Instead of extending an effort to save innocent lives from corruption, poverty, violence and myriad dangerous living conditions of their home countries, we’ve chosen to shut our doors, hiding behind a “no tolerance” policy...and God.

The bosom of America is open to receive not only the Opulent and respectable Stranger, but the oppressed and persecuted of all Nations And Religions; whom we shall wellcome to a participation of all our rights and previleges, if by decency and propriety of conduct they appear to merit the enjoyment.
— George Washington

Krista Cucarese

Photo Credit

I was saving this cover photo for months with hopes of using it as the focal point of an article that might inspire readers to change their perspectives on the opportunities this great country has to offer. Similar to “55 Water Street”, I was so ready to testify about my desire to work in corporate America, taking you back to where I came from and explaining to you why I’m here. I intended on praising the freedoms I am now allowed, commenting on what makes this country so great, and telling you about the initiative taken by my family to leave behind all that they knew so I could enjoy these things. But, you see, recently I’ve been struggling to connect with that positive outlook because seemingly everyday, I’m reminded that the aspects of my identity (particularly me being an immigrant: an Outsider) can, and will, be used to diminish who I am.

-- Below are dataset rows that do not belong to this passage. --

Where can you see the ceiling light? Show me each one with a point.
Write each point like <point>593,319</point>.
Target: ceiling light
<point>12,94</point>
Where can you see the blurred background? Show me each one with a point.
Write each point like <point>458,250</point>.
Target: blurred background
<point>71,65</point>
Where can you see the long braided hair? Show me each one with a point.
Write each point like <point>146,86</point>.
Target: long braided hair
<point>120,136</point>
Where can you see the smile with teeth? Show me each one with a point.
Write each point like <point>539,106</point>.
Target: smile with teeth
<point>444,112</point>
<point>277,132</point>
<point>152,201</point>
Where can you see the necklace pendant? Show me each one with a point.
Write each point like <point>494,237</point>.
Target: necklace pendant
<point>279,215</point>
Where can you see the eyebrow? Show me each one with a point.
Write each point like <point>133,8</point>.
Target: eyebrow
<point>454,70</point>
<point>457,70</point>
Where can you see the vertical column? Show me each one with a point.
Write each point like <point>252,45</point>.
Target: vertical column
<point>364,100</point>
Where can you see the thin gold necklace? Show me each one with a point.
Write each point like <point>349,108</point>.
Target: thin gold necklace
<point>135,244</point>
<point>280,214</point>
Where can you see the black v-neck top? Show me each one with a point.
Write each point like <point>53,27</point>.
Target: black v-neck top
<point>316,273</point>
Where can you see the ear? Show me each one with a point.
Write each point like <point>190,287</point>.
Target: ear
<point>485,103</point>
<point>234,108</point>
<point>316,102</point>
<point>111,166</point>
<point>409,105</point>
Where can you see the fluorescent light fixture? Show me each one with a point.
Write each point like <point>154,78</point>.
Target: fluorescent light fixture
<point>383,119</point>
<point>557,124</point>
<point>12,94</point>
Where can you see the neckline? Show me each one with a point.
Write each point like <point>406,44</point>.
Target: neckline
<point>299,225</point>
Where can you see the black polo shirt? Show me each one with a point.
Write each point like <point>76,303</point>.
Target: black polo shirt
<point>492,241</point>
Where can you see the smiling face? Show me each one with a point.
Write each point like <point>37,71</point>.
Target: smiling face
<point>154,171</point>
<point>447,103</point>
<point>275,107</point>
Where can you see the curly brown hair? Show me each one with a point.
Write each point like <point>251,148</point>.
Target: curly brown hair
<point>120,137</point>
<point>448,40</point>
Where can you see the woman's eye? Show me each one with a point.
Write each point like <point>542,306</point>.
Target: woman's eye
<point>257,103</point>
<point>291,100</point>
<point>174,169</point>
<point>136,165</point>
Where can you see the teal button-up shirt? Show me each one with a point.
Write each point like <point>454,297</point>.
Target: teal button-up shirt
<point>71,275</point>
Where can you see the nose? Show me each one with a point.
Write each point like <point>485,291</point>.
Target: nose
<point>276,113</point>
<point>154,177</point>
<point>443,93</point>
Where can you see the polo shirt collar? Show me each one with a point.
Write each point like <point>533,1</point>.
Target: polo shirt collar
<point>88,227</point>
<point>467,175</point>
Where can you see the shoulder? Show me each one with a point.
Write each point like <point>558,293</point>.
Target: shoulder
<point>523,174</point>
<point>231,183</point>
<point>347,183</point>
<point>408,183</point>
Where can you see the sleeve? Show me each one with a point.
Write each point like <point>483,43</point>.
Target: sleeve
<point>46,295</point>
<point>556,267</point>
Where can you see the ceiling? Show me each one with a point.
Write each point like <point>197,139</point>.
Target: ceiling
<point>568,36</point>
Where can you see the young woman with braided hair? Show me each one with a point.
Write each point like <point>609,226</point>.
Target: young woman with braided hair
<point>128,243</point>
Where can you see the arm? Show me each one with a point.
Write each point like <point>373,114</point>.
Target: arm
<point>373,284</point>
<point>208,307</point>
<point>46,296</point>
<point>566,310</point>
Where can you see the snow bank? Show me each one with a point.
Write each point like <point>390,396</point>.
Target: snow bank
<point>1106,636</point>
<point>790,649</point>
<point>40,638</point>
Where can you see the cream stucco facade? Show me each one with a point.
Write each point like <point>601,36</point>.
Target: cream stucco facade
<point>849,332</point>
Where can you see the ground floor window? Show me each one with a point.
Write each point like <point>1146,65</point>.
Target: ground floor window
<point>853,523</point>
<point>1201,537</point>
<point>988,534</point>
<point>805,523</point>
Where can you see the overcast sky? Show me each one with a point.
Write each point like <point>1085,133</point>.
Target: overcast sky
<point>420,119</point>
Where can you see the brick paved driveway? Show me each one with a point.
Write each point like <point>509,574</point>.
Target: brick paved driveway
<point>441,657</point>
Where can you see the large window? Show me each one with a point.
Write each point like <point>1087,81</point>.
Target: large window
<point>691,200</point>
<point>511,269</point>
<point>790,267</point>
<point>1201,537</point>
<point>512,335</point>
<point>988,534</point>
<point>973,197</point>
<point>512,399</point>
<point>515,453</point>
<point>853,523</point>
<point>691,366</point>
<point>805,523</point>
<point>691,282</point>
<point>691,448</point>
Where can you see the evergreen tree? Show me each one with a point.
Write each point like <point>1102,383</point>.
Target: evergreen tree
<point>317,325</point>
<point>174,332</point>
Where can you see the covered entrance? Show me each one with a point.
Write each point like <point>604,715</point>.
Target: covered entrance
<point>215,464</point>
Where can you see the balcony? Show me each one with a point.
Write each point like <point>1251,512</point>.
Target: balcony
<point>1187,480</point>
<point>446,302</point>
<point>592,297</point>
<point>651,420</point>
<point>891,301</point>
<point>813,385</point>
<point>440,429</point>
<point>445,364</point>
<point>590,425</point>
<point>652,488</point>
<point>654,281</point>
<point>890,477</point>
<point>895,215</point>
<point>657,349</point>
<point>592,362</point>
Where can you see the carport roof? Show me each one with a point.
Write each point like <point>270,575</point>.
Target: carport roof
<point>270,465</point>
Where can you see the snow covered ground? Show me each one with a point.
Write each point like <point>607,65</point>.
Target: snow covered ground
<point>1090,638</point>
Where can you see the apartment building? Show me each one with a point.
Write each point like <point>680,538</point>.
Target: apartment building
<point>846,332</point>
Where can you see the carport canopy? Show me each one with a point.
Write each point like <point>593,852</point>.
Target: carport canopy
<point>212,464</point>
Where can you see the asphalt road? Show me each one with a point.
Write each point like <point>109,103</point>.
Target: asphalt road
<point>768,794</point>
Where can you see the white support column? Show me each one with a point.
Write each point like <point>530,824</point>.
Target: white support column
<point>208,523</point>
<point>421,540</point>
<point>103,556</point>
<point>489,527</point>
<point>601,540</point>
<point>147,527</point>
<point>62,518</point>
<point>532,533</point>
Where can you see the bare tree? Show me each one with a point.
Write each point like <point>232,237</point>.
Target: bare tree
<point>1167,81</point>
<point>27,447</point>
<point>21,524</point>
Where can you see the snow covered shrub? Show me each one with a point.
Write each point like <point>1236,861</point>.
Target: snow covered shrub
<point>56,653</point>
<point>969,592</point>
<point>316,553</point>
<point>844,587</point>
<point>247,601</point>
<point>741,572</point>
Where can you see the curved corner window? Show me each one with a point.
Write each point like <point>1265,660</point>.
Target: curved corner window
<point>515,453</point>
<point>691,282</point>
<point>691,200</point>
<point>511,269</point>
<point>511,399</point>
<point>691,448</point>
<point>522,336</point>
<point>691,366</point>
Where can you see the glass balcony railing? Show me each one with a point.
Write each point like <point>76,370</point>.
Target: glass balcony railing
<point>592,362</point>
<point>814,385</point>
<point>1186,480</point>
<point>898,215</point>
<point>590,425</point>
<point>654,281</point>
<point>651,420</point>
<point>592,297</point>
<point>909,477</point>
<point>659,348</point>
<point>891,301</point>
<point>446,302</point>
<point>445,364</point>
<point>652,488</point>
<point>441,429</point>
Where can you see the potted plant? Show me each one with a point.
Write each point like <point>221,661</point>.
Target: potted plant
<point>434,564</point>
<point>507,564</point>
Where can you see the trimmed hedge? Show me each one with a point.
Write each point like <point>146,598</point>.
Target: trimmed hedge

This past Thursday was the deadline for the US to reunite children, under the age of 5, with their parents, whom they were separated from while attempting to illegally cross the Mexican Border into the States. The decision to do so came after weeks of pressure from the public and even a lawsuit threatened against a government - ironically forged from the fabric of the immigrant perspective -  that rejected human decency, rather than attempting to channel the very essence of what validates its rightful place on the moral pedestal.

Because they’re Outsiders.

The rhetoric is disgusting. But it is the ugly truth. This has happened. And it was our government’s doing. And now you have to ask yourself, how did this seem like the right thing to do? But you know the answer, now don’t you? It’s not like they were coming from Norway.

When I was a boy, I dreamed of the day I would enjoy the New York City skyline in person. It’s why I often stop to admire certain views of the city whenever I have the chance. I think of the immigrants whose hands built these structures, the years of history each has seen, and the millions of lives around me in the hustle and bustle of the concrete jungle. I am grateful for the opportunity to be here. Though I have not yet reached the goals set for myself, I understand that I am blessed and I hope many more like me may have this chance.

But I look at these buildings and now, for the first time, I don’t feel hope. I see opportunity, yes. Yet, for the first time I think to myself, "is this for me?"